Big Data refusal: the nuclear disarmament movement of the 21st century

James Bridle's new essay (adapted from a speech at the Through Post-Atomic Eyes event in Toronto last month) draws a connection between the terror of life in the nuclear shadow and the days we live in now, when we know that huge privacy disasters are looming, but are seemingly powerless to stop the proliferation of surveillance.

He connects his essay to Maciej Ceglowski's speech, "Haunted By Data"; and my 2008 essay on personal information as nuclear waste.

The one concession to the present at Bletchley is a small Intel-sponsored exhibition about cybersecurity, which is largely useless, but also unintentionally revealing. One of the talking heads it calls upon while advising visitors to always use a strong password when browsing online is Michael Hayden.

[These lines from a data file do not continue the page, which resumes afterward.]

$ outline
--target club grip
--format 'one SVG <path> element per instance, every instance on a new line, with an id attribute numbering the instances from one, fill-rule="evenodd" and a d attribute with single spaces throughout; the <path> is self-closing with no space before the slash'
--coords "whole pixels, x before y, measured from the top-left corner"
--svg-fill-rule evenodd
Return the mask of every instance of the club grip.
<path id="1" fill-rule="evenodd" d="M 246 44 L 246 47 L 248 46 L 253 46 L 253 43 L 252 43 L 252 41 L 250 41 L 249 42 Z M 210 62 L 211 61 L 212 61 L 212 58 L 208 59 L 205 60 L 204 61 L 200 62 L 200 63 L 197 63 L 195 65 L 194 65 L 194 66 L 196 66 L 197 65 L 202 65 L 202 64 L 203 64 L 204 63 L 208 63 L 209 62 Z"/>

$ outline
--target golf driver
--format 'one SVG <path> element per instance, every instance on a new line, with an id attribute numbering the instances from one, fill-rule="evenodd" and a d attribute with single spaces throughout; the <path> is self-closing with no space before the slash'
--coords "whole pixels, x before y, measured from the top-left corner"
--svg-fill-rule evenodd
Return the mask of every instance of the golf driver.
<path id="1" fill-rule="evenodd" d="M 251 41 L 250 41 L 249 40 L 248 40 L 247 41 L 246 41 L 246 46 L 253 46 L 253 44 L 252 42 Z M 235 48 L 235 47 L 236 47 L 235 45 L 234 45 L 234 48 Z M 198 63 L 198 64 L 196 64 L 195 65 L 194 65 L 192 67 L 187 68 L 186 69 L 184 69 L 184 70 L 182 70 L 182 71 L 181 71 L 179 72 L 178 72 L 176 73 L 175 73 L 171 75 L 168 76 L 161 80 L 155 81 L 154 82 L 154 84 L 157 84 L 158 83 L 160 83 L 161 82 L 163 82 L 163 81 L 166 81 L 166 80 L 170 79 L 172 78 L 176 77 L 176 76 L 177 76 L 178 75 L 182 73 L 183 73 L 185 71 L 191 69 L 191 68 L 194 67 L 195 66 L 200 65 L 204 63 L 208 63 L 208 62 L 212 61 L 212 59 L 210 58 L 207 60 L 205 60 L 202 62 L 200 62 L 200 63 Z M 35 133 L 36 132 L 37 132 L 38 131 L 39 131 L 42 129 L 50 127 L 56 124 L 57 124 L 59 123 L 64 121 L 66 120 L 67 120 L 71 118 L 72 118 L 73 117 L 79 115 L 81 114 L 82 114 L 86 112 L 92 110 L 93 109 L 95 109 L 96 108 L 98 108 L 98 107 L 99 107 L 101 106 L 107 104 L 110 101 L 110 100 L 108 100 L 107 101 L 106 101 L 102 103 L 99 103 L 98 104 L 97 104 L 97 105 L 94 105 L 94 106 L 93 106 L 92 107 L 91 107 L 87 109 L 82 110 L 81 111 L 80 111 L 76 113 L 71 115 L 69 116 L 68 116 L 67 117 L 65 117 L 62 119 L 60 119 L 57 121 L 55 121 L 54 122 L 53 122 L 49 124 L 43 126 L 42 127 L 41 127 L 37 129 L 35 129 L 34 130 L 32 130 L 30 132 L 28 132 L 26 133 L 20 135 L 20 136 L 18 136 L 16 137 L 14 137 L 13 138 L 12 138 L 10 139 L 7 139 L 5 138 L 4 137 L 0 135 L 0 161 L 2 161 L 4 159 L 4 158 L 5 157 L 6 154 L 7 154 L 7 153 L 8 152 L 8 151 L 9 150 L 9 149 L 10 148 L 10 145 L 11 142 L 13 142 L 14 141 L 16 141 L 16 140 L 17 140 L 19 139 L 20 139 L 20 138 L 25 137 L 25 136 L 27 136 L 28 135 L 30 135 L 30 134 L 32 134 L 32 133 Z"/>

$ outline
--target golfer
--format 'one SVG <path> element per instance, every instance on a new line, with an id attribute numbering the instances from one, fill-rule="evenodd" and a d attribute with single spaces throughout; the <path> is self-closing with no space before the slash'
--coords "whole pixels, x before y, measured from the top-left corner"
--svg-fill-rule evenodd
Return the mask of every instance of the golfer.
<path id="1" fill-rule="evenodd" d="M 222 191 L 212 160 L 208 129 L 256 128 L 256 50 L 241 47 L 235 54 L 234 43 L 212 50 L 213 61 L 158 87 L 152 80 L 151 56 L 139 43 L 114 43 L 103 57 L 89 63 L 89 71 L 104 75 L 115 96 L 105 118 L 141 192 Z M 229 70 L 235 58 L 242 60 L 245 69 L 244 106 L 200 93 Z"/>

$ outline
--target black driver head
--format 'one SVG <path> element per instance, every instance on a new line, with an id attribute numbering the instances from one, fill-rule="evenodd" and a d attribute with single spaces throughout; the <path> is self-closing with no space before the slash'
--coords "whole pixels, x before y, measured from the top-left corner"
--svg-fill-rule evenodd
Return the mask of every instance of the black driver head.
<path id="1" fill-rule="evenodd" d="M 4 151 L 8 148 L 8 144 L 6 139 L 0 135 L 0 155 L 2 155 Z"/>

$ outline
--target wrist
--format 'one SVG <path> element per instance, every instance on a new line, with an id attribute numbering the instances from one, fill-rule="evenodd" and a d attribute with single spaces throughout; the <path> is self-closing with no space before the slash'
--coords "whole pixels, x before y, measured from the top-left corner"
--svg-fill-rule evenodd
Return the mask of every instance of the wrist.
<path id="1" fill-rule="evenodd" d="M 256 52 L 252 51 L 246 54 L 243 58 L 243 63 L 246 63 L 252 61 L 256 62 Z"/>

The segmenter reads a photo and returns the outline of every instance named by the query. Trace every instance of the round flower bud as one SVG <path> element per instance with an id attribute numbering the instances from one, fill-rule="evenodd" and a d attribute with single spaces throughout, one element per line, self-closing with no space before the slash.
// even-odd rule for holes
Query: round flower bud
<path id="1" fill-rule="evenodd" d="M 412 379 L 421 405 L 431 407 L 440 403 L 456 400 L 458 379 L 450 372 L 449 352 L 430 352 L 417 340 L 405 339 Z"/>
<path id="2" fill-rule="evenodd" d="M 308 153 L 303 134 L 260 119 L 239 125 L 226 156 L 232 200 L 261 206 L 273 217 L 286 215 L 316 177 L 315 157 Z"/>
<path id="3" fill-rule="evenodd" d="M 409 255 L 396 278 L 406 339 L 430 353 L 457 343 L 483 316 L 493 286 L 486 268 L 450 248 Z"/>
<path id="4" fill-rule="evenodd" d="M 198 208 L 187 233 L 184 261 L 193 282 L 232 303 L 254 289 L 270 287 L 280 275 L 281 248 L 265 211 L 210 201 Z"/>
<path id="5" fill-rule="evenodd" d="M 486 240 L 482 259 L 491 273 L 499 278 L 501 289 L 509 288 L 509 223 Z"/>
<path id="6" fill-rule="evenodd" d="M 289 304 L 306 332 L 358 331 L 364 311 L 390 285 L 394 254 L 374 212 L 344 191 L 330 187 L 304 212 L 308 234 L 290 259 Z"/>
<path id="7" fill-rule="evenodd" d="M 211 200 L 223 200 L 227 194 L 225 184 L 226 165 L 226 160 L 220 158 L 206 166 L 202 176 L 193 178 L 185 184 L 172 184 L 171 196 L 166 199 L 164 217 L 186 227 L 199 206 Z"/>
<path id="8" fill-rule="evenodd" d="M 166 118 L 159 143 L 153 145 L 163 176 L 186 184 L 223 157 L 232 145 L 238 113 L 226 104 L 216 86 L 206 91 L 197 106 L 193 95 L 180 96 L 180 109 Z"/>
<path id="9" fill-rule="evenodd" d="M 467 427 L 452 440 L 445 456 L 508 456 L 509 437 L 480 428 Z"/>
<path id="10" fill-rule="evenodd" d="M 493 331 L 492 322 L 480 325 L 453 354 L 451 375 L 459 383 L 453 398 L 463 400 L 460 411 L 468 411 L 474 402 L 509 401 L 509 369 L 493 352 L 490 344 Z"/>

That's Michael Hayden, former director of NSA and CIA, who is famous in part for affirming that "we kill people with metadata" – an affirmation that data is a weapon in itself.

This thing we call BIG DATA is The Bomb – a tool developed for wartime purposes which can destroy indiscriminately. I was struck hard by this realisation at Bletchley, and once seen, it can't be unseen.

I'm not the only one who has this sense either*. The phrase "privacy chernobyl" or "meltdown" has been deployed by the media on many occasions, most recently in reference to the Ashley Madison hack when the personal information of thousands of people was posted online for all to see, with little sympathy for the victims, even when they turned out to be just that, conned twice over, first by Ashley Madison's marketing department, and second by its security team.

But when that data is the names and addresses of all the children in the UK, or an HIV clinic's medical records, or all of a cellular provider's customer data, it's a bit more concerning.